The judges had agreed with the husband, setting three conditions: that the suffering of the patient be unbearable, that the decision to die be taken freely and that there is no reasonable alternative.

In the face of the outcry, especially in influential Catholic and Protestant churches, the federal government finally suspended in 2018 the implementation of this decision.

He can not return to "officials or, in the end, me as a minister", to decide "who can die", estimated in February 2018 Jens Spahn, a senior official of the CDU who will become a few weeks after minister of the Health.

Seizure by German and Swiss associations of assisted suicide, doctors or patients, the Constitutional Court will address the issue Tuesday and Wednesday, but its judgment is not expected for months.

The complainants believe that the current legislation violates Articles 1 and 2 of the German Basic Law on the "Intangible" Respect for Human "Dignity". "There is not only a right to life but also a right to a responsible death", argues in the weekly Die Zeit one of the plaintiffs, the doctor Michael de Ridder.

As suicide is not an offence under German law, doctors and relatives also want greater legal certainty in accompanying patients, especially in the event of a cessation of treatment leading to death.

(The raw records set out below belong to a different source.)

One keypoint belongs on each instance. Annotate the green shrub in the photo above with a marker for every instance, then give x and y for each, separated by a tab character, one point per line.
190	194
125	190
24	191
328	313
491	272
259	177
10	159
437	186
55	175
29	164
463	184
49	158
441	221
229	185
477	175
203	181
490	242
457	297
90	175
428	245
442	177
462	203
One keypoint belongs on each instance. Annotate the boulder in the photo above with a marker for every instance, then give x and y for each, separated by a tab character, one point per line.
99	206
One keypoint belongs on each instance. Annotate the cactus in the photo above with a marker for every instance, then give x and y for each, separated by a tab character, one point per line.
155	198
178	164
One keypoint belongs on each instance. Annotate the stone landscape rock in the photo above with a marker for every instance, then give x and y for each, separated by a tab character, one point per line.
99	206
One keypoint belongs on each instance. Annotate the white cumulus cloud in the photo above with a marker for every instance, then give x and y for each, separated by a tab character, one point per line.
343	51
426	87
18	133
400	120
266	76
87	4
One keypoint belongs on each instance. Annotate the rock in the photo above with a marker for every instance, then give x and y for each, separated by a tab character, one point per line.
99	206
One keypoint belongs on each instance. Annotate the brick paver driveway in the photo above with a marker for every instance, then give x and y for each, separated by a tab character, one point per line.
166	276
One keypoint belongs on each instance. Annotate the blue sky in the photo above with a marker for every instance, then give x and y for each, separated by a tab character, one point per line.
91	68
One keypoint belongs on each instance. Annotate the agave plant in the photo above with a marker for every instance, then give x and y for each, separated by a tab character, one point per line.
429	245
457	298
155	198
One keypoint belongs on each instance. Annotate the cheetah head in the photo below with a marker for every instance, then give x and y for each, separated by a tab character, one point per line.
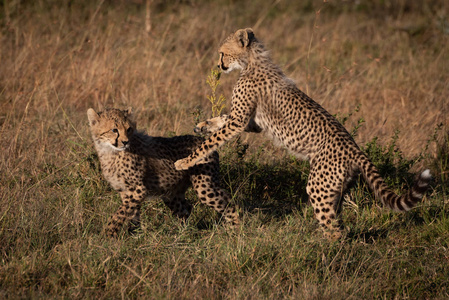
235	50
111	129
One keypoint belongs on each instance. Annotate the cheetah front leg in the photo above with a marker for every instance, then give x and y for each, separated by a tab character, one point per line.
209	192
129	211
212	125
233	126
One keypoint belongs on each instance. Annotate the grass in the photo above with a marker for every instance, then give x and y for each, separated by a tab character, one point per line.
388	58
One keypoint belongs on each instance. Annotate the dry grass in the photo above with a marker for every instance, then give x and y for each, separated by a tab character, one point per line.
60	58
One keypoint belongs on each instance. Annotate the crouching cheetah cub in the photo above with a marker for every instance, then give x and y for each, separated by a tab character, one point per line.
140	166
271	102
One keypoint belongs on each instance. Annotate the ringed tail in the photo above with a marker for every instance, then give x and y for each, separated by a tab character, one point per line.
389	198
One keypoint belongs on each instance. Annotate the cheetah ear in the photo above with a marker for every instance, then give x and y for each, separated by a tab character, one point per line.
92	116
129	111
244	37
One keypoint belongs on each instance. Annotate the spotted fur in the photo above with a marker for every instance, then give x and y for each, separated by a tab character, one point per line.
264	96
139	166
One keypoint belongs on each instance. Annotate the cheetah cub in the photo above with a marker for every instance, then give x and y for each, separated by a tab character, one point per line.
139	166
264	96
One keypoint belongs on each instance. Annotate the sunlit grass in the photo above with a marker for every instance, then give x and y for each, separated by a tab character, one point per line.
59	59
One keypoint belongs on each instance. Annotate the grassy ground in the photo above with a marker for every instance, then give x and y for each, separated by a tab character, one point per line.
58	58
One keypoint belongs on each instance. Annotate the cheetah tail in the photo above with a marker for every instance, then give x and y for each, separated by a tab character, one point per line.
397	203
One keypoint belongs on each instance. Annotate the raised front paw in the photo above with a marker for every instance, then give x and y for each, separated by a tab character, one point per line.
183	164
211	125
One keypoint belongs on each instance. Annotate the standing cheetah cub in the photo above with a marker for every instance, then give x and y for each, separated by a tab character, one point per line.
264	96
140	166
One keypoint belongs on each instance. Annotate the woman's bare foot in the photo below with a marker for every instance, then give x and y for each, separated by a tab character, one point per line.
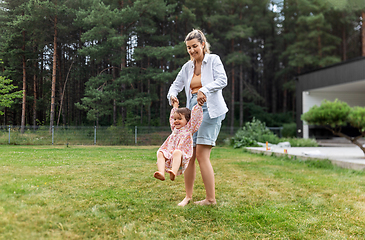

The Catholic Church has already put pressure on the judges of Karlsruhe. The Archbishop of Berlin, Bishop Heiner Koch, warned Monday against any "change in the value system" by the Federal Court of Justice and said he hoped "a strong signal for the protection of life".

On this subject, disparities persist between European countries. Three have legalised euthanasia: the Netherlands, Belgium and Luxembourg. Others, such as Switzerland, France, the Scandinavian countries or Great Britain, Spain or Portugal tolerate them a form of aid to death, with the administration of painkillers resulting in shortened life of an incurable patient.

Countries with a strong Catholic tradition, such as Italy, Ireland or Poland, remain unresponsive to any aid to death. Other ethical controversies are going through Germany in recent months.

The government of presumed consent to donate organs has recently stirred political and religious sentiments. Compulsory vaccination or the possible reimbursement of prenatal tests for trisomy is also debated.